Die Bewohner von Egestorf können aufatmen: Wenn die Bahnübergänge an der Nienstedter Straße und am Rottkampweg im Zuge der umfangreichen Bahnbauarbeiten in den nächsten Wochen gesperrt werden, wird die Stadtverwaltung Ausweichrouten über Feldwege freigeben. So wird vermieden, dass die Anlieger der Straßen südlich der S-Bahn-Trasse vom Stadtgebiet abgehängt werden. Die Folge wären weite Umwege für die Betroffenen von bis zu 30 Kilometer Länge gewesen, um Supermärkte und Ärzte im nördlichen Teil von Egestorf oder auch den Bahnhof mit dem Auto zu erreichen.

Die Aussicht auf die gewaltigen Umwege hatte in den vergangenen Tagen in Egestorf für erhebliche Unruhe und Ärger gesorgt. Dutzende Bürger hatten – unter anderem auf der Facebookseite der HAZ – ihr Unverständnis über die Planungen der Deutschen Bahn ausgedrückt. Hinter den Kulissen hat die Stadtverwaltung in Konsultationen mit der Bahn nach einer Lösung gesucht. Am Mittwoch war der Projektleiter der Bahn zu abschließenden Gesprächen im Rathaus zu Gast. Den Wunsch der Stadtverwaltung, auf die gleichzeitige Sperrung der Bahnübergänge an der Nienstedter Straße und am Rottkampweg ganz zu verzichten, kann die Deutsche Bahn aus technischen Gründen nicht erfüllen. Dennoch ist nun eine Lösung gefunden worden, die aus Sicht von Bürgermeister Marc Lahmann die Interesse der Egestorfer Bürger umfassend berücksichtigt.

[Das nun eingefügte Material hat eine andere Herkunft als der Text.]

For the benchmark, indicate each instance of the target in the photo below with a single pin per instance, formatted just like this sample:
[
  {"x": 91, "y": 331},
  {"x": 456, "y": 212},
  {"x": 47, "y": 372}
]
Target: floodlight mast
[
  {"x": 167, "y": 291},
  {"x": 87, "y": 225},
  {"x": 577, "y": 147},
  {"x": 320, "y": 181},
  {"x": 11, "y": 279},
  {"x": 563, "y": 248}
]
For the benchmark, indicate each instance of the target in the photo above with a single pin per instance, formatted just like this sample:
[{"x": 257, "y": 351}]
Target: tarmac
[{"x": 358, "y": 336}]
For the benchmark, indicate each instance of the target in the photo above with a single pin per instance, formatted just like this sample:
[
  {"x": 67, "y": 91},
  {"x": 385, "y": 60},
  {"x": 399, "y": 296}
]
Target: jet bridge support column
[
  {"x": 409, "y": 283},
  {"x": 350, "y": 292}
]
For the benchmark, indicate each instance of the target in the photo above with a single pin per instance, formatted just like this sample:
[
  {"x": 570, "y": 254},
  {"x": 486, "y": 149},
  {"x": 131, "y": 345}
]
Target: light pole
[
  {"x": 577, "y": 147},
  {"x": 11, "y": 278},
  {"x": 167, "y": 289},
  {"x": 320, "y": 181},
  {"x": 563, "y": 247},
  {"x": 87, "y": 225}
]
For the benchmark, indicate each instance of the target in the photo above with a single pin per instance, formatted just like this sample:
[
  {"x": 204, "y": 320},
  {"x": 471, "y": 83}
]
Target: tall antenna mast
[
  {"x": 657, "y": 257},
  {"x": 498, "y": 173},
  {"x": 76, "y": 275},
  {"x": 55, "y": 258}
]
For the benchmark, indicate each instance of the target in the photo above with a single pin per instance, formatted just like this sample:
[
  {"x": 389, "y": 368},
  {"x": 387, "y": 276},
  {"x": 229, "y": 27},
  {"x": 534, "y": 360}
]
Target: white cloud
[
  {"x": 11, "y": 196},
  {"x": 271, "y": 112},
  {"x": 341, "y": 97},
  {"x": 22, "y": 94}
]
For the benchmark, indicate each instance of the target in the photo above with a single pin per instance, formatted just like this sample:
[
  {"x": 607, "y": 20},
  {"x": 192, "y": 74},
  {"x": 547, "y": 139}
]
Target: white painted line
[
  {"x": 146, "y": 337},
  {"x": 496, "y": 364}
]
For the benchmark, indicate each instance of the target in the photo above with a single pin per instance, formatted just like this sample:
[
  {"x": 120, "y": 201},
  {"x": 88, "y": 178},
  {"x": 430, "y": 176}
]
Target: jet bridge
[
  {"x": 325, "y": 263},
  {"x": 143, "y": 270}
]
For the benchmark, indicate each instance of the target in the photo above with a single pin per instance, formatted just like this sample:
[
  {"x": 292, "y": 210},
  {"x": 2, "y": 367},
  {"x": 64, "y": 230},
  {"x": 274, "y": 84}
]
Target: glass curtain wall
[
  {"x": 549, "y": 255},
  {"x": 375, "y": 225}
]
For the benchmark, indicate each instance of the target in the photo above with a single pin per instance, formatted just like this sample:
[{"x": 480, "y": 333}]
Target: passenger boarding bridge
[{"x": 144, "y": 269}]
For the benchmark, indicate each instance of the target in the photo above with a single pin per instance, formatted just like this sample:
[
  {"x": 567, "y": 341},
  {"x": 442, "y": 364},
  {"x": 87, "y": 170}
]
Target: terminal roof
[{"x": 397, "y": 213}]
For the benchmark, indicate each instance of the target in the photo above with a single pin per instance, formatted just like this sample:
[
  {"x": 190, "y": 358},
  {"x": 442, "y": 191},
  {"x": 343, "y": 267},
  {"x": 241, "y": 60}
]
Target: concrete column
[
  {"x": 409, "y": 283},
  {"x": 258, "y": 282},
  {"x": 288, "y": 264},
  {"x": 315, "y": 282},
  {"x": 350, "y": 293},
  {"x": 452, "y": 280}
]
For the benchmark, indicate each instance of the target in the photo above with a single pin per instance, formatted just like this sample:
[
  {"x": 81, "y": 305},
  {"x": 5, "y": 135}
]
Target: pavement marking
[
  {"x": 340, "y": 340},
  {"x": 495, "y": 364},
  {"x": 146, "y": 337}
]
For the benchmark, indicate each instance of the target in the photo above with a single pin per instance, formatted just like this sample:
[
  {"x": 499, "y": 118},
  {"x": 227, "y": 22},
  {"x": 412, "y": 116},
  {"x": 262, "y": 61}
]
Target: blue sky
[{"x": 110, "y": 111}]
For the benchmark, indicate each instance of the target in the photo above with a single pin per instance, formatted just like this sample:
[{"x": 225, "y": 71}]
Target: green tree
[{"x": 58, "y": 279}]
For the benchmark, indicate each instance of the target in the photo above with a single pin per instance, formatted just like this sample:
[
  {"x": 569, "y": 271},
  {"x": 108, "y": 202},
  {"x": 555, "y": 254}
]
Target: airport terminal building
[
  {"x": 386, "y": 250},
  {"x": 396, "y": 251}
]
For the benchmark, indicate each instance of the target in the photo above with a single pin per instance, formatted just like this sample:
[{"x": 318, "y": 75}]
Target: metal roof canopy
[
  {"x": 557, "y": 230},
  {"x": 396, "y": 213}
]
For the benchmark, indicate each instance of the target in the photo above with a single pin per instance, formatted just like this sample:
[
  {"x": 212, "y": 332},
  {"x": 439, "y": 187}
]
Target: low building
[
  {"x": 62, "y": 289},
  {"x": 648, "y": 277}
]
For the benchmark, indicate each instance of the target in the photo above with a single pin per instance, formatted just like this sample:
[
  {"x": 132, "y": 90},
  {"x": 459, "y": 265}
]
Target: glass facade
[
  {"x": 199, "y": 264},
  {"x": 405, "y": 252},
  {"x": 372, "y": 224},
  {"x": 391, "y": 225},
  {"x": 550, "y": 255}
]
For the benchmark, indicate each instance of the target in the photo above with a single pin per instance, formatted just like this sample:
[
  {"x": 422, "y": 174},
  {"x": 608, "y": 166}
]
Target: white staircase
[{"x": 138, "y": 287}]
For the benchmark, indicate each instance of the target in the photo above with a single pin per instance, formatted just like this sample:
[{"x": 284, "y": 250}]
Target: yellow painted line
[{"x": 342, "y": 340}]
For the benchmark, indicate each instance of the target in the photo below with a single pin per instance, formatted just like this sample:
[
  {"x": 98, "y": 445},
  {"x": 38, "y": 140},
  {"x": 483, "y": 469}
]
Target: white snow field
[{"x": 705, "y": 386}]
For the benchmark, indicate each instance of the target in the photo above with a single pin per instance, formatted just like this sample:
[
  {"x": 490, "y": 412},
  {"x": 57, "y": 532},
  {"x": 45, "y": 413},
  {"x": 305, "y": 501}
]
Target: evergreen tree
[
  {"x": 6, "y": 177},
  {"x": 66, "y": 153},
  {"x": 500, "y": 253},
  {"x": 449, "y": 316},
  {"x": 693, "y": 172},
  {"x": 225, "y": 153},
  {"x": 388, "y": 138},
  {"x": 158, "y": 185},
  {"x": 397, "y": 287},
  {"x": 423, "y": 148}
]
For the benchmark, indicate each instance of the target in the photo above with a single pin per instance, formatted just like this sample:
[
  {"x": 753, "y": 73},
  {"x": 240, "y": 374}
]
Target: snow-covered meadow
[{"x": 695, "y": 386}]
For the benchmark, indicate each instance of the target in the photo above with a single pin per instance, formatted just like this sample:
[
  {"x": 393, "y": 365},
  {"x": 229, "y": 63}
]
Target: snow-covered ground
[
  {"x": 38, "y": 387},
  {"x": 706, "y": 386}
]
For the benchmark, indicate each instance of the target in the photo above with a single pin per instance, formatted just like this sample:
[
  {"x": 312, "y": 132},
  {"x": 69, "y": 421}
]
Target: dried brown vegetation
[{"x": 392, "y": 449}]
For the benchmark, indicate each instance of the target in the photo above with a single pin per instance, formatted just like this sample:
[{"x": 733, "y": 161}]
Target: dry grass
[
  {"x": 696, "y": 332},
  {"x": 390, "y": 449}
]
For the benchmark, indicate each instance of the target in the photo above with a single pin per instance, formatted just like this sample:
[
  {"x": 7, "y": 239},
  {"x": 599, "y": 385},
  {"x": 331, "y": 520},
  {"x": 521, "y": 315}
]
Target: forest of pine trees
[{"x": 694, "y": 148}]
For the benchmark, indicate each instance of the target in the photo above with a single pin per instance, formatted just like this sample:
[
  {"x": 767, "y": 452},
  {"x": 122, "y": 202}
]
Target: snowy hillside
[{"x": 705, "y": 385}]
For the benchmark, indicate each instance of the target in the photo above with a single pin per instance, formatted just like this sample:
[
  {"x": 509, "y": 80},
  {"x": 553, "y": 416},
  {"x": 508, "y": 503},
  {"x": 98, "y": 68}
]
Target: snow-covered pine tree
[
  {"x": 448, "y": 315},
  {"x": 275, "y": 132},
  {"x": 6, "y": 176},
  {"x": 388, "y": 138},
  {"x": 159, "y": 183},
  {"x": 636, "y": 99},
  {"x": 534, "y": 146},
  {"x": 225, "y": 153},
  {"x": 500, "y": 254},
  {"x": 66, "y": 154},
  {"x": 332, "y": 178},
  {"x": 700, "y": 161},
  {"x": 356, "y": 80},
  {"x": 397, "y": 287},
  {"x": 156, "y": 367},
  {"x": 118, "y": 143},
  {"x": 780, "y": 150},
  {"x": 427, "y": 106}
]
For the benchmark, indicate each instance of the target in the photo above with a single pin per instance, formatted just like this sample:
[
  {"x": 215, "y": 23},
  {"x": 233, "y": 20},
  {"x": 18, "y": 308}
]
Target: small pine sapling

Demnach ist der Zeitraum der gleichzeitigen Vollsperrung beider Bahnübergänge verkürzt und vorwiegend auf die Nachtstunden konzentriert worden. Die Übergänge sind nach Mitteilung der Stadtverwaltung von Sonntag, 15. Juli, 15 Uhr, bis Montag, 16. Juli, 18 Uhr, und von Dienstag, 17. Juli, 22 Uhr, bis Mittwoch, 18. Juli, um 5 Uhr morgens gesperrt. In diesem Zeitraum dürfen Anlieger in Richtung Kirchdorf über den Feldweg in der Verlängerung des Wellenkamps fahren. Die dort jetzt vorhandenen Sperrpoller werden laut Stadtverwaltung entfernt. Der Verkehr in der Gegenrichtung wird über die Einsteinstraße und Feldwege in Richtung Waldapotheke und Bahntrasse auf die Verlängerung der Waldstraße geführt. Aufgrund der Breite der Feldwege sei Begegnungsverkehr nicht möglich, deshalb werde eine Einbahnstraßenregelung ausgeschildert, erläutert Lahmann. Zudem dürfen nur Fahrzeuge bis 7,5 Tonnen Gesamtgewicht die Umleitungsstrecke nutzen. Der Bürgermeister betont zudem, dass diese Regelung lediglich für Anlieger aus Egestorf gelte. „Wer aus Nienstedt kommt, muss die ausgeschilderte Umleitung um den Deister herum nehmen“, betont der Bürgermeister.

Weniger Probleme bereitet es den Verkehrsplanern, wenn während der rund dreiwöchigen Bauarbeiten der Bahnübergang an der Nienstedter Straße zeitweise alleine gesperrt werden muss. In diesem Fall werde der Anliegerverkehr über den ansonsten für Autos gesperrten Bahnübergang am Rottkampweg umgeleitet, kündigt die Verwaltung an.

„Für mich war klar, dass wir eine Lösung für die Anlieger finden mussten“, betont Lahmann. Er kritisiert die Deutsche Bahn, die erst am 26. Juni die Stadtverwaltung erstmals über das große Bauprojekt informiert habe. Die mit der gleichzeitigen Sperrung der Bahnübergänge drohenden Probleme sind erst in den vergangenen Tagen deutlich geworden. „Ich kann nicht verstehen, dass solche Informationen so spät kommen“, sagt der Bürgermeister. Die Lösung mit der Freigabe der Feldwege sei nur deshalb so schnell zu finden gewesen, weil die Wege Eigentum der Stadt Barsinghausen seien.